When they arrived in France, they approached some scientists to find out how the bungy cord rubber would handle in freezing cold situations. “I had this dream of jumping from a cable car into the snow and skiing off. It was kind of this romantic vision,” AJ says. Since it could be done, he convinced management at Tignes ski resort to let him jump head-first off a cable car. This was to be the first of many “extreme” jumps, but it was compared to his famous Eiffel Tower jump in Paris, June 26, 1987.

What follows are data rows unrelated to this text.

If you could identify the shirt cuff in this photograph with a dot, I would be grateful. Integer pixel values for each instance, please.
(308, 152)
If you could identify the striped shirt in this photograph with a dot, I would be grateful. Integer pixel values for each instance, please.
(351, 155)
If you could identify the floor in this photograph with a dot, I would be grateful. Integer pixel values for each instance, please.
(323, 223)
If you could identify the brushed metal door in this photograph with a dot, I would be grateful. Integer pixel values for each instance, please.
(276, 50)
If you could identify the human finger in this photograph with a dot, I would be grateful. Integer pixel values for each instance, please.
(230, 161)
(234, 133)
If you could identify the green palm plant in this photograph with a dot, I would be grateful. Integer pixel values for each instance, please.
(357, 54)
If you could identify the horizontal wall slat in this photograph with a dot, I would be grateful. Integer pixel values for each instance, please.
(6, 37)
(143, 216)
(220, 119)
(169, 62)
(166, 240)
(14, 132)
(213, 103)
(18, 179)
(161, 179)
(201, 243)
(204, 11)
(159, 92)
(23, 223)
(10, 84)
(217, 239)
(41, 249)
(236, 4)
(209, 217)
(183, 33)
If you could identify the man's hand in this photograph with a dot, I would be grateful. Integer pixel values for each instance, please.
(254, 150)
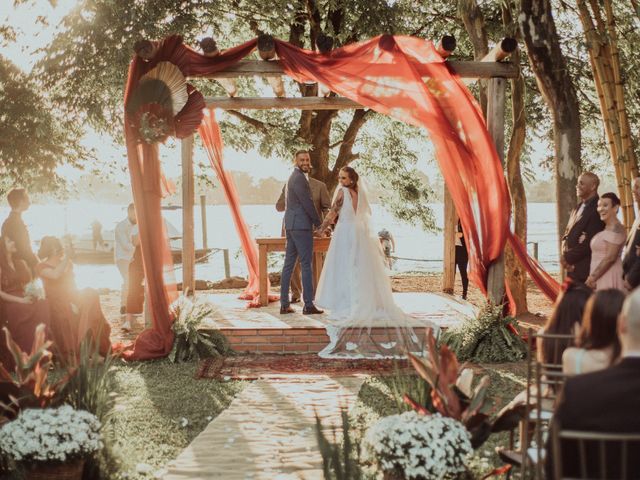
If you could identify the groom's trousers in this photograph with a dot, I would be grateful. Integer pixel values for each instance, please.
(299, 245)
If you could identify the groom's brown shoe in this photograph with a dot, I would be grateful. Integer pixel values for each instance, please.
(312, 310)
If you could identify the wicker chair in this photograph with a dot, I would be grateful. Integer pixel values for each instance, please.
(603, 456)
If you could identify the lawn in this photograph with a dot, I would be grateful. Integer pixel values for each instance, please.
(160, 408)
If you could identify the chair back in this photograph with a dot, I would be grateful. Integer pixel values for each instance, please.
(595, 455)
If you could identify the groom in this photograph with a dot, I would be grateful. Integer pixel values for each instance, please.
(300, 218)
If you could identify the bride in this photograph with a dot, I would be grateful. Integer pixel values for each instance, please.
(354, 286)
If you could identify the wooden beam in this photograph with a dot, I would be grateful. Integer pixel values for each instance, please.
(188, 247)
(229, 84)
(300, 103)
(496, 93)
(259, 68)
(449, 254)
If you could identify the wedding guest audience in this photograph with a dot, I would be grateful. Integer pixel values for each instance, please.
(75, 314)
(597, 340)
(604, 401)
(583, 225)
(462, 259)
(15, 228)
(631, 259)
(567, 313)
(322, 202)
(123, 252)
(20, 311)
(135, 293)
(606, 263)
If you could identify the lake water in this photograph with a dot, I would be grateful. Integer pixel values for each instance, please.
(411, 242)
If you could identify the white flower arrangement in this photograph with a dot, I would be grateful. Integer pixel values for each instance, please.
(33, 291)
(51, 435)
(418, 447)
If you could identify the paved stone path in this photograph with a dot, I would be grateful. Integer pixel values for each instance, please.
(268, 431)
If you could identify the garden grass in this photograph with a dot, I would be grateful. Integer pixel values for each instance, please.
(160, 408)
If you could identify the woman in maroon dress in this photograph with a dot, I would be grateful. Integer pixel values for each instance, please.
(75, 314)
(21, 314)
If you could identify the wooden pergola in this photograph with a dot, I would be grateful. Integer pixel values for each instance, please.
(493, 68)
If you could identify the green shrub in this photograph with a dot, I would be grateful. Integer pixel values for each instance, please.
(488, 338)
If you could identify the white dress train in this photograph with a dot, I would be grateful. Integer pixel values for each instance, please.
(364, 321)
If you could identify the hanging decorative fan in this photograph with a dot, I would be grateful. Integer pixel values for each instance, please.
(160, 95)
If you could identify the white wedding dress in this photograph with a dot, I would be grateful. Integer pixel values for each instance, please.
(354, 286)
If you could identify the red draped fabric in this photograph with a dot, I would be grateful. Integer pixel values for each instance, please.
(403, 77)
(212, 139)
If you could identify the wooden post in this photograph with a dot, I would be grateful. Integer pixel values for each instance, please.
(203, 219)
(188, 248)
(448, 258)
(496, 88)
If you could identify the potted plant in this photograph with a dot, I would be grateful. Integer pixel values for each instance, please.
(410, 446)
(51, 443)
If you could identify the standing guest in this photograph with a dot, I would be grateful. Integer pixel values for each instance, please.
(15, 228)
(123, 252)
(584, 224)
(606, 264)
(135, 291)
(604, 401)
(567, 313)
(462, 259)
(597, 341)
(75, 314)
(322, 203)
(20, 312)
(631, 259)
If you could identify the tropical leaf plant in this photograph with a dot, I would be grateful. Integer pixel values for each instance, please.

“When we'd first arrived in Paris we drove past the Eiffel Tower and I thought wow, that's a really beautiful structure, I'd love to jump off this building,” he recalls “So I measured the tower, figured it out how to jump from it, sorted out how the security worked, where the cameras were and all that sort of thing. One evening in Paris a big team of us went up to the tower. It was just closing, the girls were carrying bungy under their dresses, and in backpacks we had ropes and gear and camera crews and sleeping bags. Security all disappeared and so we settled in for the night and early the next morning the alarm went off too late so it was a rush job trying to get it rigged up, and finally we were ready to go. Anyway I jumped, the jump went perfectly and I was really happy to pull it off. And then the gendarmerie [French police] came from everywhere. They couldn't figure out what was going on at all. And the rest is history, really.”
AJ's stunt attracted media attention at a global scale. With the best publicity he could ask for, he returned to New Zealand and set up the world's first commercial bungy site in Ohajune in March 1988. And the rest is History.